Here is my code routine:
private void ProcessText(ElementReader page_reader)
{
Element element;
while ((element = page_reader.Next()) != null)
{
switch (element.GetType())
{
case Element.Type.e_text_end:
// Finish the text block
return;
case Element.Type.e_text:
{
GState gs = element.GetGState();
ColorSpace cs_fill =
gs.GetFillColorSpace();
ColorPt fill = gs.GetFillColor();
ColorPt outc = new ColorPt();
cs_fill.Convert2RGB(fill, outc);
ColorSpace cs_stroke =
gs.GetStrokeColorSpace();
ColorPt stroke = gs.GetStrokeColor();
Font font = gs.GetFont();
// Use element.GetCTM() if you are
interested in the CTM
// (current transformation matrix).
Matrix2D ctm = element.GetCTM();
Matrix2D text_mtx =
element.GetTextMatrix();
Matrix2D mtx = ctm * text_mtx;
double font_sz_scale_factor =
System.Math.Sqrt(mtx.m_b * mtx.m_b + mtx.m_d * mtx.m_d);
double font_size = gs.GetFontSize();
ColorPt font_color = gs.GetFillColor();
ColorSpace cs = gs.GetFillColorSpace();
ColorPt rgb = new ColorPt();
cs.Convert2RGB(font_color, rgb);
double x, y;
int char_code;
CharIterator end = element.CharEnd();
for (CharIterator itr =
element.CharBegin(); itr != end; itr.Next())
{
//Console.Write("Character code: ");
char_code = itr.Current().char_code;
//Console.Write((char)char_code);
x = itr.Current().x; // character
positioning information
y = itr.Current().y;
// To get the exact character
positioning information you need to
// concatenate current text matrix
with CTM and then multiply
// relative postitioning coordinates
with the resulting matrix.
//
mtx = ctm * text_mtx;
mtx.Mult(ref x, ref y);
char_code = char_code;
try
{
Console.WriteLine("(" +
char_code.ToString() + ") " + (char)char_code + " Position: x={0:f}
y={1:f}", x, y);
}
catch { }
}
break;
}
}
}
}
------
A:
'char_code' does not necessarily correspond to ASCII or Unicode value.

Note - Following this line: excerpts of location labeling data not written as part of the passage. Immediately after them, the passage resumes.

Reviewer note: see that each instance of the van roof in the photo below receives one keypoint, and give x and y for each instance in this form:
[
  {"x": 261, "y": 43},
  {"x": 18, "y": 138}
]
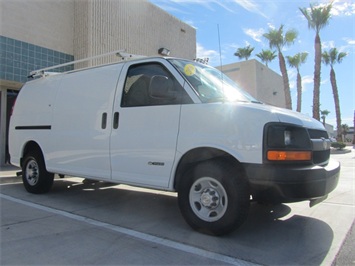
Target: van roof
[{"x": 119, "y": 53}]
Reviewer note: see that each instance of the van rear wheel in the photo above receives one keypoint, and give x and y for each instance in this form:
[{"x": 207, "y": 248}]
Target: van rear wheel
[
  {"x": 35, "y": 177},
  {"x": 214, "y": 197}
]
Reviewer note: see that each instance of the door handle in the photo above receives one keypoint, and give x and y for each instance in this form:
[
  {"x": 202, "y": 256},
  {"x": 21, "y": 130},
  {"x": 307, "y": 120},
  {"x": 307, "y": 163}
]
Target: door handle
[
  {"x": 116, "y": 117},
  {"x": 104, "y": 120}
]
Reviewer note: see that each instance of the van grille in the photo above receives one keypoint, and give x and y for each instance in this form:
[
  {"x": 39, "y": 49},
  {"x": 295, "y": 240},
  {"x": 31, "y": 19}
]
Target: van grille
[{"x": 320, "y": 156}]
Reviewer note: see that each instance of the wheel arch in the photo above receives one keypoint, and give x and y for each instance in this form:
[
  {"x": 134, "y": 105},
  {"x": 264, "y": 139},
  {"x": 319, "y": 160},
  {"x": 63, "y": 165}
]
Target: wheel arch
[
  {"x": 197, "y": 155},
  {"x": 30, "y": 146}
]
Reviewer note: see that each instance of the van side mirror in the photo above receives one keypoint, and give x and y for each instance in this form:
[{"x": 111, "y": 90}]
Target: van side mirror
[{"x": 161, "y": 87}]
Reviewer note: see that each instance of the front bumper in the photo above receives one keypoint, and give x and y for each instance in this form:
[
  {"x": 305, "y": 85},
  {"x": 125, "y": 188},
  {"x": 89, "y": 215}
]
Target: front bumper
[{"x": 281, "y": 183}]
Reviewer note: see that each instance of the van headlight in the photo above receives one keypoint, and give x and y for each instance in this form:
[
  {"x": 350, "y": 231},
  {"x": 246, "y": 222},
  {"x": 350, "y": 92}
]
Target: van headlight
[{"x": 285, "y": 142}]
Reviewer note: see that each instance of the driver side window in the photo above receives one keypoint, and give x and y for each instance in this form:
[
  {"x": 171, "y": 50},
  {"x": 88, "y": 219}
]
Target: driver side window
[{"x": 152, "y": 84}]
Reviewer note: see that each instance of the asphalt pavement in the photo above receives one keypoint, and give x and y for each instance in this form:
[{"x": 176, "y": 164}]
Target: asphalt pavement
[{"x": 97, "y": 223}]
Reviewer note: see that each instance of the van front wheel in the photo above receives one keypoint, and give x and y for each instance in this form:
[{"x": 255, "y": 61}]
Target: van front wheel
[
  {"x": 35, "y": 177},
  {"x": 214, "y": 197}
]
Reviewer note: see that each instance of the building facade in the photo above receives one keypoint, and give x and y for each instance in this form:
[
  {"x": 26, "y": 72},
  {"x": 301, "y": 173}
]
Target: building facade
[
  {"x": 258, "y": 80},
  {"x": 35, "y": 34}
]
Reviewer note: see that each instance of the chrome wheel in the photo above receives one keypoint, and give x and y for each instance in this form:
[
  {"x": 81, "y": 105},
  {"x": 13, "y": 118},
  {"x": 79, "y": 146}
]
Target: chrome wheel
[
  {"x": 32, "y": 172},
  {"x": 208, "y": 199}
]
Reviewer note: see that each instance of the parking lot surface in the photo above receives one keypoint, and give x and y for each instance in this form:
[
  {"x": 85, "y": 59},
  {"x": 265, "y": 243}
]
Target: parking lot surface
[{"x": 97, "y": 223}]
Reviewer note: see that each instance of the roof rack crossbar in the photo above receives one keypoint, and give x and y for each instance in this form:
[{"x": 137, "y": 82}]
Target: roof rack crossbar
[{"x": 41, "y": 72}]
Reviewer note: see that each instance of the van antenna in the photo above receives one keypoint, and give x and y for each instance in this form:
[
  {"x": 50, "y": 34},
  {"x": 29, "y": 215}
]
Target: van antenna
[{"x": 219, "y": 44}]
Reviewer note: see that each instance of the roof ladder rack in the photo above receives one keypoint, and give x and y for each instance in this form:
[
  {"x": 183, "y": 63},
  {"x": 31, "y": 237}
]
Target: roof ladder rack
[{"x": 44, "y": 71}]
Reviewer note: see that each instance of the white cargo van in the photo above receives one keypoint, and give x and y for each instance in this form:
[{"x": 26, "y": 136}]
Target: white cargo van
[{"x": 175, "y": 125}]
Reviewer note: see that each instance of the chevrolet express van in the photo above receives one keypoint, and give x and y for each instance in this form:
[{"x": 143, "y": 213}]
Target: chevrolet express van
[{"x": 175, "y": 125}]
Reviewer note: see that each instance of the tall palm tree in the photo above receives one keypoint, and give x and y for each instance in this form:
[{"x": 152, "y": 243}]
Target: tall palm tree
[
  {"x": 344, "y": 131},
  {"x": 295, "y": 61},
  {"x": 324, "y": 114},
  {"x": 318, "y": 18},
  {"x": 277, "y": 39},
  {"x": 330, "y": 58},
  {"x": 266, "y": 56},
  {"x": 244, "y": 53}
]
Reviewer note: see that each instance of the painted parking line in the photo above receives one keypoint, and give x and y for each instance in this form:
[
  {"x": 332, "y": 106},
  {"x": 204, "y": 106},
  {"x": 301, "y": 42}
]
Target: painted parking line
[{"x": 139, "y": 235}]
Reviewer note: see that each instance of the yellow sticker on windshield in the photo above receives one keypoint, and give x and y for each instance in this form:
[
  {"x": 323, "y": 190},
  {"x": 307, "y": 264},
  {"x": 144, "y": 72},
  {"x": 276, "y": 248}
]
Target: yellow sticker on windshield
[{"x": 189, "y": 70}]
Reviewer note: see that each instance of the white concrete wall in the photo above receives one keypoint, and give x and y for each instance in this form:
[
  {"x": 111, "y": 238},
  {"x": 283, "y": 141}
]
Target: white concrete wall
[
  {"x": 257, "y": 79},
  {"x": 137, "y": 26}
]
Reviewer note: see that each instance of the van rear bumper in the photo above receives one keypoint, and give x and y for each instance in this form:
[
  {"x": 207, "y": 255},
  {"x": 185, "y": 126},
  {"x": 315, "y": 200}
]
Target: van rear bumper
[{"x": 270, "y": 183}]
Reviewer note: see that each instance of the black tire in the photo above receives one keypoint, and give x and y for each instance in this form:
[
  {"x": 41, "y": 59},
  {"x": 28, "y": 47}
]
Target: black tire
[
  {"x": 35, "y": 177},
  {"x": 214, "y": 197}
]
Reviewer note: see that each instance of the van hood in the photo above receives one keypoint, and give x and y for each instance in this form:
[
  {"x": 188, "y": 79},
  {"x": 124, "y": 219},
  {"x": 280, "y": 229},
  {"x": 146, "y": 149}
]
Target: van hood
[
  {"x": 288, "y": 116},
  {"x": 292, "y": 117}
]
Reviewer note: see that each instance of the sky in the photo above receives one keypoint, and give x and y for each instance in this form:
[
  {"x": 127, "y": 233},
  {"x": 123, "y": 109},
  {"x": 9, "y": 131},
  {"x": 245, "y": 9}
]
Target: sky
[{"x": 223, "y": 26}]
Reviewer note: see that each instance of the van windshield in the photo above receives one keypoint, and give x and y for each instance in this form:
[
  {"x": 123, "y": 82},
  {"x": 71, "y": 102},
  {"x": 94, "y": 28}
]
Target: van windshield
[{"x": 210, "y": 84}]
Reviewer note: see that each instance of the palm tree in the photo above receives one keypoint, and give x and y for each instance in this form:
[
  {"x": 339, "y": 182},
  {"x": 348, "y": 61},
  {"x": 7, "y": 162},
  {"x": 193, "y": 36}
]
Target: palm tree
[
  {"x": 324, "y": 114},
  {"x": 266, "y": 56},
  {"x": 344, "y": 131},
  {"x": 244, "y": 53},
  {"x": 318, "y": 18},
  {"x": 277, "y": 39},
  {"x": 295, "y": 61},
  {"x": 330, "y": 58}
]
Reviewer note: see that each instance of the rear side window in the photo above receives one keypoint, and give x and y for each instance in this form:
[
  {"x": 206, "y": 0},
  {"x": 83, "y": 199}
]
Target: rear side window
[{"x": 152, "y": 84}]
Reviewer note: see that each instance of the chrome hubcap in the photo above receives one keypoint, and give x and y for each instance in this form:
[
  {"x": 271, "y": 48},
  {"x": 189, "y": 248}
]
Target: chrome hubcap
[
  {"x": 208, "y": 199},
  {"x": 32, "y": 172}
]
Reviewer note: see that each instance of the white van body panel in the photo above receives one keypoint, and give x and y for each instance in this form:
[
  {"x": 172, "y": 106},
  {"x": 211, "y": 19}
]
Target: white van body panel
[
  {"x": 81, "y": 145},
  {"x": 236, "y": 128},
  {"x": 37, "y": 100},
  {"x": 143, "y": 146}
]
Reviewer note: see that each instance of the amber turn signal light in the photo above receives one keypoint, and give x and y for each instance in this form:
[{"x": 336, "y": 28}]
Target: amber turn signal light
[{"x": 289, "y": 155}]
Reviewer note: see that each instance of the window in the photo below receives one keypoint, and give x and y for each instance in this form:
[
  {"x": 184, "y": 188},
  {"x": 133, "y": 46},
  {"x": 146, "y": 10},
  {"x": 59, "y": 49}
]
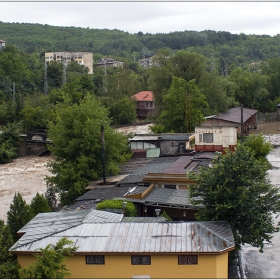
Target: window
[
  {"x": 95, "y": 259},
  {"x": 187, "y": 259},
  {"x": 140, "y": 259},
  {"x": 208, "y": 137},
  {"x": 173, "y": 187}
]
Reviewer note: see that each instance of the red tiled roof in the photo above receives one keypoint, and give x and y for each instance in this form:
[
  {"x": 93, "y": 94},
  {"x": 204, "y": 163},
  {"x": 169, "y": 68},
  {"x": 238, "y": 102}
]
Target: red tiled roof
[{"x": 144, "y": 96}]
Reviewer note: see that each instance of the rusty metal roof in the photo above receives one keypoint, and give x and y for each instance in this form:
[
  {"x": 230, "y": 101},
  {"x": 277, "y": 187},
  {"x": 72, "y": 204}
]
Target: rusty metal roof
[{"x": 154, "y": 237}]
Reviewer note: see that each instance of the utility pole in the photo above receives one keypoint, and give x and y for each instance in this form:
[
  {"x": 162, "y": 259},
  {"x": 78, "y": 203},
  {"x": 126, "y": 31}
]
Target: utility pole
[
  {"x": 242, "y": 128},
  {"x": 188, "y": 112},
  {"x": 212, "y": 67},
  {"x": 46, "y": 79},
  {"x": 14, "y": 91},
  {"x": 64, "y": 70},
  {"x": 103, "y": 154}
]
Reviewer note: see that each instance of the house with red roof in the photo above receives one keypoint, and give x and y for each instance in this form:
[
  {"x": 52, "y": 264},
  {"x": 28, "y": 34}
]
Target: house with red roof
[{"x": 144, "y": 103}]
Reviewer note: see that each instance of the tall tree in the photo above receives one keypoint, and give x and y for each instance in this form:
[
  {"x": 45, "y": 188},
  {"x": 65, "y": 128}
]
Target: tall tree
[
  {"x": 50, "y": 262},
  {"x": 235, "y": 189},
  {"x": 77, "y": 147},
  {"x": 182, "y": 107},
  {"x": 8, "y": 142},
  {"x": 18, "y": 215},
  {"x": 8, "y": 264},
  {"x": 39, "y": 204}
]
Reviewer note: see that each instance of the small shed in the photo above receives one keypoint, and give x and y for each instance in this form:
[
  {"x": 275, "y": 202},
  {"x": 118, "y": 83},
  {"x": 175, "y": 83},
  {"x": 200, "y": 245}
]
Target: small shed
[
  {"x": 169, "y": 144},
  {"x": 234, "y": 118}
]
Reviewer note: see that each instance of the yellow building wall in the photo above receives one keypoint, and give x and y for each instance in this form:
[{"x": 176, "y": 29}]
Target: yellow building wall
[{"x": 119, "y": 266}]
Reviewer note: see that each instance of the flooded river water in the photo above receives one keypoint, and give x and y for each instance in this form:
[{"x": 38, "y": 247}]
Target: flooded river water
[{"x": 26, "y": 174}]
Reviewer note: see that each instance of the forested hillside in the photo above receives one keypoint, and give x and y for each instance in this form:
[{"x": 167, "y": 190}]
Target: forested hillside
[
  {"x": 194, "y": 74},
  {"x": 224, "y": 47}
]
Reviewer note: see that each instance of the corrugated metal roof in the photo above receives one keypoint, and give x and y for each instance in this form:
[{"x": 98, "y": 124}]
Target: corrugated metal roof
[
  {"x": 152, "y": 152},
  {"x": 175, "y": 137},
  {"x": 234, "y": 115},
  {"x": 162, "y": 237},
  {"x": 144, "y": 138},
  {"x": 157, "y": 165},
  {"x": 46, "y": 224},
  {"x": 178, "y": 167}
]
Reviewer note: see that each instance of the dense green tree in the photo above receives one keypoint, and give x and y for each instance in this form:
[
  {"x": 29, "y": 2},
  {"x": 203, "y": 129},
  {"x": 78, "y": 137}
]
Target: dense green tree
[
  {"x": 77, "y": 147},
  {"x": 235, "y": 189},
  {"x": 18, "y": 215},
  {"x": 50, "y": 262},
  {"x": 183, "y": 64},
  {"x": 181, "y": 108},
  {"x": 260, "y": 147},
  {"x": 251, "y": 89},
  {"x": 188, "y": 65},
  {"x": 39, "y": 204},
  {"x": 218, "y": 92},
  {"x": 8, "y": 142},
  {"x": 8, "y": 263}
]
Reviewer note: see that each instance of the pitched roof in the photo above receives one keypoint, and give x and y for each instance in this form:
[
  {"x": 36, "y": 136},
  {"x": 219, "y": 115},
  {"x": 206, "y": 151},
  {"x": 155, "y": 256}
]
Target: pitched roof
[
  {"x": 144, "y": 96},
  {"x": 153, "y": 237},
  {"x": 234, "y": 115},
  {"x": 45, "y": 224}
]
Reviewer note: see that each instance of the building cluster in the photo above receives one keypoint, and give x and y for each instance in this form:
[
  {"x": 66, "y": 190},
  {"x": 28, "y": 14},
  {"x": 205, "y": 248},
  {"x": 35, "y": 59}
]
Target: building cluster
[
  {"x": 148, "y": 245},
  {"x": 83, "y": 58}
]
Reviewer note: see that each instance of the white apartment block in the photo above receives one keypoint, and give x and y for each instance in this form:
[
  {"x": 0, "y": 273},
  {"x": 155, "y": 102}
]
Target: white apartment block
[
  {"x": 83, "y": 58},
  {"x": 146, "y": 62},
  {"x": 111, "y": 62}
]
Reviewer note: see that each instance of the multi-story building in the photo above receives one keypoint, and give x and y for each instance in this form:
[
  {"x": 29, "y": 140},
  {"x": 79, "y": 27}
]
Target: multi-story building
[
  {"x": 83, "y": 58},
  {"x": 2, "y": 44},
  {"x": 110, "y": 62},
  {"x": 146, "y": 62},
  {"x": 144, "y": 103}
]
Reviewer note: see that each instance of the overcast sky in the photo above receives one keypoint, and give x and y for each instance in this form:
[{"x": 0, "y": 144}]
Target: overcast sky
[{"x": 152, "y": 17}]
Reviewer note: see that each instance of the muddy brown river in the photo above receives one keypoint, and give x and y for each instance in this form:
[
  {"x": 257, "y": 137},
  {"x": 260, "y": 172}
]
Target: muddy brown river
[{"x": 26, "y": 174}]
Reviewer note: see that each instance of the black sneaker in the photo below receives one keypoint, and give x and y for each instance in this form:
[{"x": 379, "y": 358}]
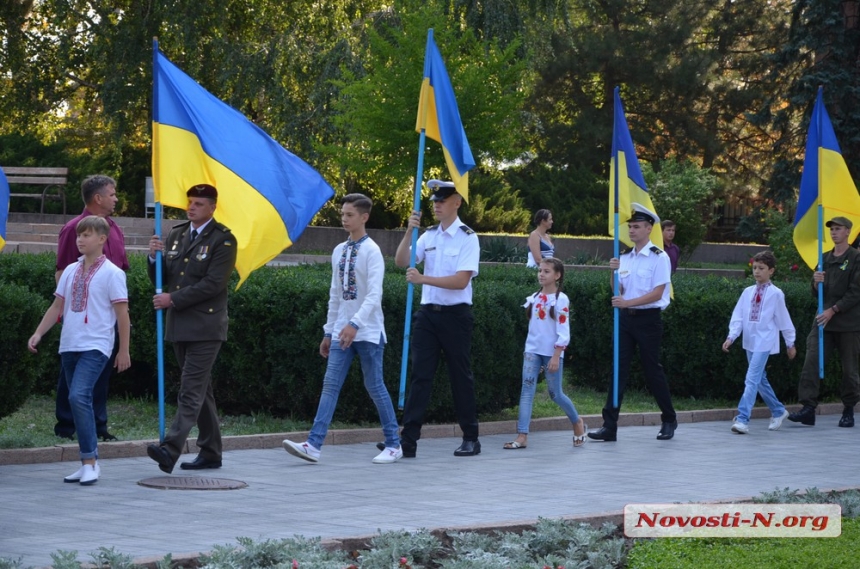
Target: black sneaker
[
  {"x": 847, "y": 419},
  {"x": 805, "y": 416}
]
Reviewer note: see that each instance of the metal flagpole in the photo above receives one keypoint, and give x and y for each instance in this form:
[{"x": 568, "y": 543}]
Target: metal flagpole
[
  {"x": 416, "y": 206},
  {"x": 159, "y": 314},
  {"x": 616, "y": 283}
]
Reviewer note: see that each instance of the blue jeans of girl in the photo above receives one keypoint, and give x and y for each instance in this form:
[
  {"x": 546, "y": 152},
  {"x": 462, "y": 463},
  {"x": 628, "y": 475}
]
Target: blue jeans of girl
[
  {"x": 82, "y": 370},
  {"x": 532, "y": 364}
]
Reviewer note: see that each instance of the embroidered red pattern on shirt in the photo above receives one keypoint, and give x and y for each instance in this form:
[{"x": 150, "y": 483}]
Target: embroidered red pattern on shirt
[
  {"x": 757, "y": 301},
  {"x": 81, "y": 284}
]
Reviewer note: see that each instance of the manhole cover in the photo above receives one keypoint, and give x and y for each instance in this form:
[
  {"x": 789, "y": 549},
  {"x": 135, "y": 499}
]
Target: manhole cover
[{"x": 192, "y": 483}]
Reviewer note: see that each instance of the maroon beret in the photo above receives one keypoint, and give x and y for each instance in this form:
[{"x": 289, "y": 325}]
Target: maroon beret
[{"x": 202, "y": 191}]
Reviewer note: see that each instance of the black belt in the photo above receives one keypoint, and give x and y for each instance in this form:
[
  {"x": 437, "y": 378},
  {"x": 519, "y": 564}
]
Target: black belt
[
  {"x": 640, "y": 311},
  {"x": 445, "y": 307}
]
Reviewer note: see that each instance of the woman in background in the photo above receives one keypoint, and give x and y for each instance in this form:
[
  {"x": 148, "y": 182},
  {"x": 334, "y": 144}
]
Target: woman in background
[{"x": 540, "y": 244}]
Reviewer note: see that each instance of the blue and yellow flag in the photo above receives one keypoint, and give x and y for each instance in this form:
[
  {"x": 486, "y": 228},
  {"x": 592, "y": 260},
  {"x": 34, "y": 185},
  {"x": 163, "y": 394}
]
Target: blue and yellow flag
[
  {"x": 266, "y": 194},
  {"x": 631, "y": 184},
  {"x": 439, "y": 117},
  {"x": 4, "y": 207},
  {"x": 825, "y": 181}
]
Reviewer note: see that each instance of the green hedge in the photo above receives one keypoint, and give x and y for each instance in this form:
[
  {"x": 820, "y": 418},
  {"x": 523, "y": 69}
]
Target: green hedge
[
  {"x": 271, "y": 361},
  {"x": 21, "y": 311}
]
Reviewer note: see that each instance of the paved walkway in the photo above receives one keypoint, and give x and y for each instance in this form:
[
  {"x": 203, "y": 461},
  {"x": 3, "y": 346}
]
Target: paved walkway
[{"x": 346, "y": 496}]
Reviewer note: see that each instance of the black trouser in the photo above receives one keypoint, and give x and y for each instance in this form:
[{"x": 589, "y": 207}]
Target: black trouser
[
  {"x": 848, "y": 344},
  {"x": 441, "y": 329},
  {"x": 65, "y": 426},
  {"x": 645, "y": 329}
]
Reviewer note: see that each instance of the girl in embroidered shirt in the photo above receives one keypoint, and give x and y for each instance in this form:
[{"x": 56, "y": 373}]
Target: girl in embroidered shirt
[
  {"x": 548, "y": 311},
  {"x": 760, "y": 315}
]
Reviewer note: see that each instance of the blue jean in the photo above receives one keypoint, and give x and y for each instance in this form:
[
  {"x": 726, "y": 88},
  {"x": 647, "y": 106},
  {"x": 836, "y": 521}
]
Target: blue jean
[
  {"x": 756, "y": 383},
  {"x": 339, "y": 361},
  {"x": 82, "y": 370},
  {"x": 532, "y": 364}
]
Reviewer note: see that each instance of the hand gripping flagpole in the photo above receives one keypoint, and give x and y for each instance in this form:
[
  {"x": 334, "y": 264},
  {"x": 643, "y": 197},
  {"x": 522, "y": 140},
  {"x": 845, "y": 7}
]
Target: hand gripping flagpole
[
  {"x": 616, "y": 283},
  {"x": 159, "y": 314},
  {"x": 416, "y": 206}
]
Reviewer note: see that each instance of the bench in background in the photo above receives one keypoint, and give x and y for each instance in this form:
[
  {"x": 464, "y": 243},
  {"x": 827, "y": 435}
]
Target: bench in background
[{"x": 48, "y": 178}]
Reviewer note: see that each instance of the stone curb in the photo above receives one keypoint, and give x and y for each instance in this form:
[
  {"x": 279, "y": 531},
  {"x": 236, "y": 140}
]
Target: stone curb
[
  {"x": 190, "y": 559},
  {"x": 130, "y": 449}
]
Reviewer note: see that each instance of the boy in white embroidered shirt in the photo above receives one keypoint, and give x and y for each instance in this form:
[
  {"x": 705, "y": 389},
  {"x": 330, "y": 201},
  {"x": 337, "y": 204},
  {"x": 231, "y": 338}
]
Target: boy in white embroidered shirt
[
  {"x": 354, "y": 326},
  {"x": 92, "y": 297},
  {"x": 760, "y": 315}
]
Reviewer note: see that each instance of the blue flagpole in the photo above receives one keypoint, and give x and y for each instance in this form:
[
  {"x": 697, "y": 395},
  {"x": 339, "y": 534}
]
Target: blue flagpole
[
  {"x": 159, "y": 327},
  {"x": 616, "y": 283},
  {"x": 416, "y": 206},
  {"x": 159, "y": 314},
  {"x": 820, "y": 288},
  {"x": 820, "y": 247}
]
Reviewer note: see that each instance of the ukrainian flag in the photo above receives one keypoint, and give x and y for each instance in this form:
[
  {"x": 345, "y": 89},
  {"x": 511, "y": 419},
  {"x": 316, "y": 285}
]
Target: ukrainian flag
[
  {"x": 439, "y": 117},
  {"x": 825, "y": 181},
  {"x": 266, "y": 194},
  {"x": 631, "y": 186},
  {"x": 4, "y": 207}
]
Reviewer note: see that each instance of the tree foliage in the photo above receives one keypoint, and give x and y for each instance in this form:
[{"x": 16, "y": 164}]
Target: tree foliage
[{"x": 686, "y": 194}]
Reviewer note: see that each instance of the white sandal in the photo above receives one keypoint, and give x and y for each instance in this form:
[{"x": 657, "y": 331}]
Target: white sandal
[{"x": 579, "y": 440}]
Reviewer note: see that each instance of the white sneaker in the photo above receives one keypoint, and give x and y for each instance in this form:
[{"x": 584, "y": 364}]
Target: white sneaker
[
  {"x": 79, "y": 474},
  {"x": 388, "y": 456},
  {"x": 776, "y": 422},
  {"x": 305, "y": 451}
]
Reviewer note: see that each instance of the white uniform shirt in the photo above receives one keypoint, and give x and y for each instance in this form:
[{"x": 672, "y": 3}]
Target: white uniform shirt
[
  {"x": 444, "y": 254},
  {"x": 545, "y": 333},
  {"x": 88, "y": 299},
  {"x": 642, "y": 272},
  {"x": 364, "y": 305},
  {"x": 761, "y": 322}
]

To obtain Unicode value you can use font.MapToUnicode() method:
In C++:
Unicode uni;
int uni_sz;
bool unicode_available = font.MapToUnicode(char_code, uni, uni_sz,
1);
In C#:
char val = 0;
int [] uni = new int[1];
int uni_sz;
if (font.MapToUnicode(char_code, uni, 1, ref uni_sz)) {
val = uni[0];
}
Alternatively you can use element.GetTextString() method which will
directly return the Unicode translation.